Props | Op-Ed
Every prop has power. It draws attention to itself, weather you want it to or not. It can be endowed with complex characteristics and bring your piece to life; acting as your pas de deux partner. Dance and drama in our context (ex. church, street evangelism, camp ministry…) often means doing our best to drive home the message as clearly as possible, as quickly as possible. But… just because the lyrics/script mention a prop, does not mean we need to physically have it on stage. Often when I see a prop being used it almost immediately gets tossed aside where the audience, of course, stares at its lonely shell on the floor until it’s touched again; usually to be removed at the end of the piece.
Audiences love to feel smart…
1+ ? =2 … more interesting
Allow your audience to figure something out, even if it seems simple to you. Think, how else can I explore this concept without spoon-feeding my audience?
In dance, if your song mentions a journal; be the journal. Be the pages turning. Be the writer. Be the letters on the page. There is a plethora of creative solutions outside of having the physical item in your hands. Do we really need to see the item to believe that it’s there? Could it be even more powerful to imply it, rather than display it? Remember, a prop can be limiting to movement if you’re not thinking outside the box. Can I still turn with this or do I feel stuck here, just showing the audience something I have?
In drama, if your script calls for a prop or set piece, take another read-over the script and imagine the whole thing without any props at all. Ask yourself, is it necessary? Could the prop be a potential distraction if it’s only used for a moment? Will the piece still carry a clear message without it? Filling a set with beautiful props and never having your characters interact with them can be torture to an audience. Remember, actors love to have something to do with their hands and it often makes them look much more natural! If you’re going to the trouble of gathering accurate-looking items to dress your stage, get all the use out of them you can!
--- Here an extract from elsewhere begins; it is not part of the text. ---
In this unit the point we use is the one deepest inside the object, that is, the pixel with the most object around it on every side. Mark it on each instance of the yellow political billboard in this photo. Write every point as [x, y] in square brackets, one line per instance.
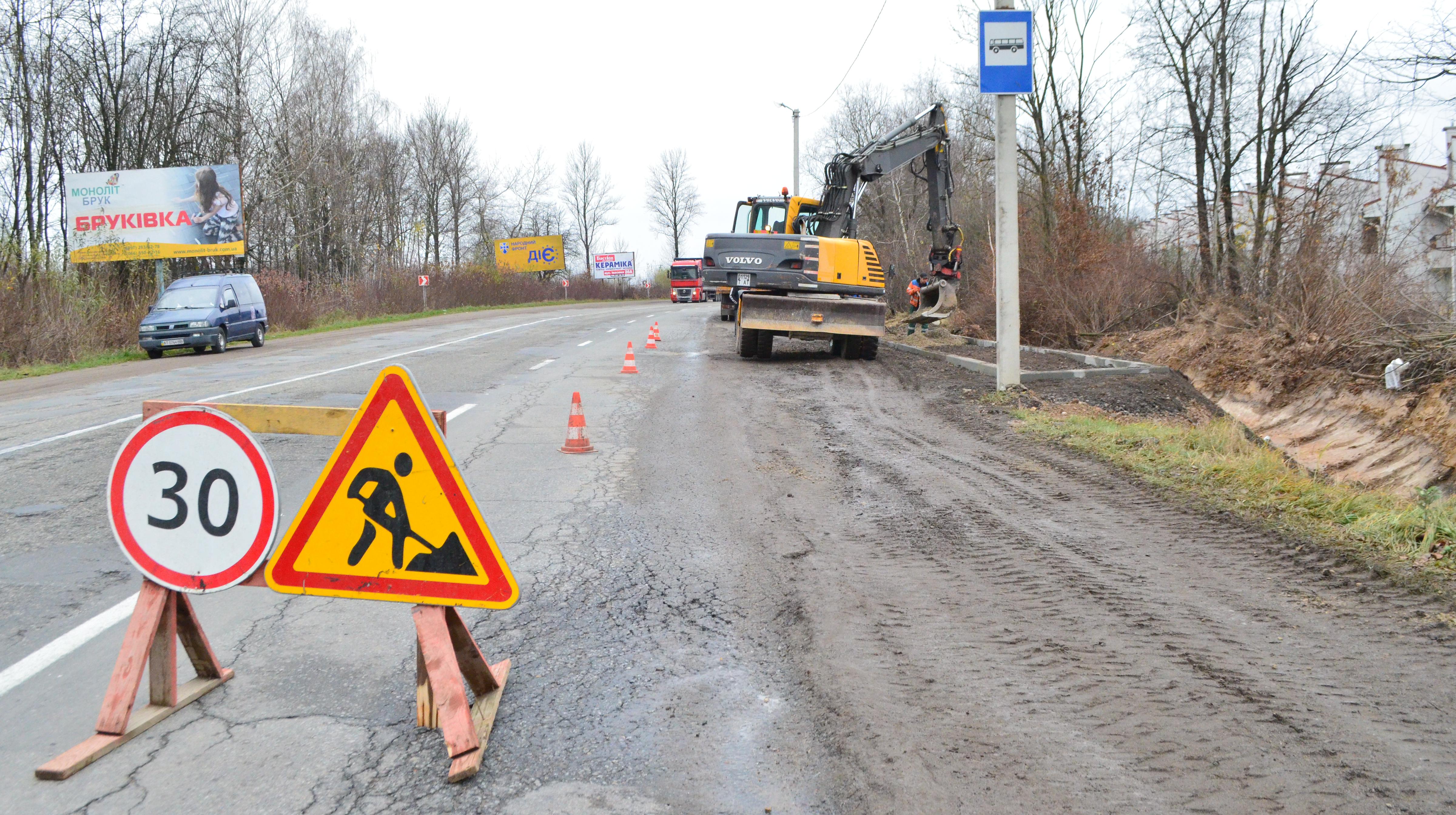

We want to take the audience on a journey, revealing a perspective they might not have seen without an artist’s interpretation.
I would challenge prop-enthusiasts to use their selected item in every way imaginable:
The journal is now something to sit on.
It’s a stepping-stone.
It’s a hat, or shelter from the rain above your head.
Its pages can be torn out and thrown.
It can make sound (and a statement) when it closes, or when it’s dropped.
It’s another character altogether, representing something or someone in the piece who needs a physical presence on stage. Now suddenly, you are not alone; there are two of you. And a duet is a different dance altogether.